The report, titled “IHS Markit Conventional Exploration Results in Early 2018 Through 2019: No Rebound in Activity or Results,” said a significant rebound in discoveries may not happen. That’s because since 2014 there has been an increased emphasis on exploring less risky maturing basins and short cycle-time unconventional projects.
Companies are placing an emphasis on smaller basins in which they can cut cycle time from 10 years to three years to even a year. The average discovery size of these early lifecycle basins is approximately 210 million barrels (MMbbl) versus 25 MMbbl from mature basins discovered during the last 10 years.
“If you see all of these projections of demand starting in the 2030s or some cases the 2020s because everyone is going to go to renewables and I won’t need oil and gas after 2025 or 2030,” said IHS senior advisor Keith King, who is also a lead author of the IHS Markit E&P trends analysis, in an interview with HartEnergy.com. “That’s more on the liquefied gas.
“So the thought process is why go out and drill an expensive wildcat in a frontier basin that it takes five years to appraise if it’s successful and four years to get it approved for development and then takes 10 years to develop. The demand for production can start to decline by the time it gets going. So it seems better to go after shorter cycle opportunities.”
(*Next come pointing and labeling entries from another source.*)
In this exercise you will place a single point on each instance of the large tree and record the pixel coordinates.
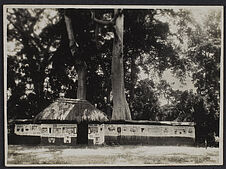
(121, 109)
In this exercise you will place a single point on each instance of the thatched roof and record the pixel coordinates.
(72, 110)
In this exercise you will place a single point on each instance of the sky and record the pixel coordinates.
(198, 13)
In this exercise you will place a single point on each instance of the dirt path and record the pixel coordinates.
(111, 155)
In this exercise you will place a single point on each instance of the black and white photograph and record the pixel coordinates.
(113, 85)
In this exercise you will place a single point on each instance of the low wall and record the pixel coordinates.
(45, 133)
(149, 134)
(163, 133)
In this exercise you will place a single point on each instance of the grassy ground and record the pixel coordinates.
(111, 155)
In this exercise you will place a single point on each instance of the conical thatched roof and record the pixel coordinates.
(72, 110)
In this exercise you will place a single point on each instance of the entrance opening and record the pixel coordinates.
(82, 134)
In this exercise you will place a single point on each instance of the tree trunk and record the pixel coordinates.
(133, 83)
(121, 109)
(80, 64)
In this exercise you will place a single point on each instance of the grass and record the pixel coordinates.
(111, 155)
The de-emphasis on new discoveries due to alternate energy sources and declining interest by investors in taking financial risks along with the declining global prices have played a role in the drop in discoveries.
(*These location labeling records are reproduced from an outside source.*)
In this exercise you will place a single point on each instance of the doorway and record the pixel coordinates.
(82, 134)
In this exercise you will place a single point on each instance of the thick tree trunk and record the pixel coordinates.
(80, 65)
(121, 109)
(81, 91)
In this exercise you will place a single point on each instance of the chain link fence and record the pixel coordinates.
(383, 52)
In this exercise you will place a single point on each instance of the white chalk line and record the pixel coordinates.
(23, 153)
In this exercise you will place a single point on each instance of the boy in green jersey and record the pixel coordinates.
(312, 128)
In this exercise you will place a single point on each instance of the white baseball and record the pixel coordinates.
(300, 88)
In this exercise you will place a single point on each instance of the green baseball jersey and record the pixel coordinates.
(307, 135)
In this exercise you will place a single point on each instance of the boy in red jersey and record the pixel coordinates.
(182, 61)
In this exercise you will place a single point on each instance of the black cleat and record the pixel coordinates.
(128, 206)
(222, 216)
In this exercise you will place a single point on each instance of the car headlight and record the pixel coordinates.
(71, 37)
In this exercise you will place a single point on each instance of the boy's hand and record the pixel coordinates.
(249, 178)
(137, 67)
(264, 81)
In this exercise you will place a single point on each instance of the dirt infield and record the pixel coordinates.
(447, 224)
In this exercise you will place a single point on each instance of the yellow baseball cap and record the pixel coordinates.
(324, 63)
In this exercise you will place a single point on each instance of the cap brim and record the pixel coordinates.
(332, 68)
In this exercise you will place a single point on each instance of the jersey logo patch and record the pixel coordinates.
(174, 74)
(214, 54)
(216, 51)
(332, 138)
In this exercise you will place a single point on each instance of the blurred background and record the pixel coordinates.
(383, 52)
“All of that kind of sticks together, no one articulates it quite that way,” King said. “But to think about it, it makes sense. Why would I invest in something that isn’t going to be producing in 20 to 40 years the demand may not be there?
“The other thing is the understanding about the demand structure versus in investment. If you are concerned about interest rates going forward you buy shorter term bonds.
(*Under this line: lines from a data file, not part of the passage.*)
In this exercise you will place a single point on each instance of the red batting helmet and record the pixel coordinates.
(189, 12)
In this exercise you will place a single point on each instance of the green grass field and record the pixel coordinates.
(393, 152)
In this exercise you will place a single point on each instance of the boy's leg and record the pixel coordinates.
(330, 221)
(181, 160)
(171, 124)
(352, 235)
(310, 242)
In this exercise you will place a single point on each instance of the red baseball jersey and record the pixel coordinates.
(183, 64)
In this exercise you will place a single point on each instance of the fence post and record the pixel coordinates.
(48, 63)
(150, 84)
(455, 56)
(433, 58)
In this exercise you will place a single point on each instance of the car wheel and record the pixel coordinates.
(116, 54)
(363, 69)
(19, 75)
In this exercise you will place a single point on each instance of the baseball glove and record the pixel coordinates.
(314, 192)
“People are also starting to invest more in renewables, not a significant amount but they are starting to say I’ll build some wind farms and do some of these other things,” King continued. “This is the first time in the 40 years I’ve been in this business that we have had such an existential threat from another source of energy like wind and solar. Before, after the 2009 turn, after the downturn in 1999 and 1980 and 1986 we all knew what we were going to do when the price recovered but now it’s not as clear cut.”
King does leave open the possibility of a rebound in discoveries, it just may not come back in the same robust way as did after past downturns. He said the key is understanding why discoveries aren’t rebounding right now.
Concerns about constraining carbon and slowing climate change have become a game changer in the industry and King says those concerns will cause people to second-guess oil in the next 20 to 25 years.
“If those things go away or one day we wake up and say solar and wind can’t provide our energy we need to have oil and gas production, if that changes then I think you will start to see an increase in conventional exploration,” he said.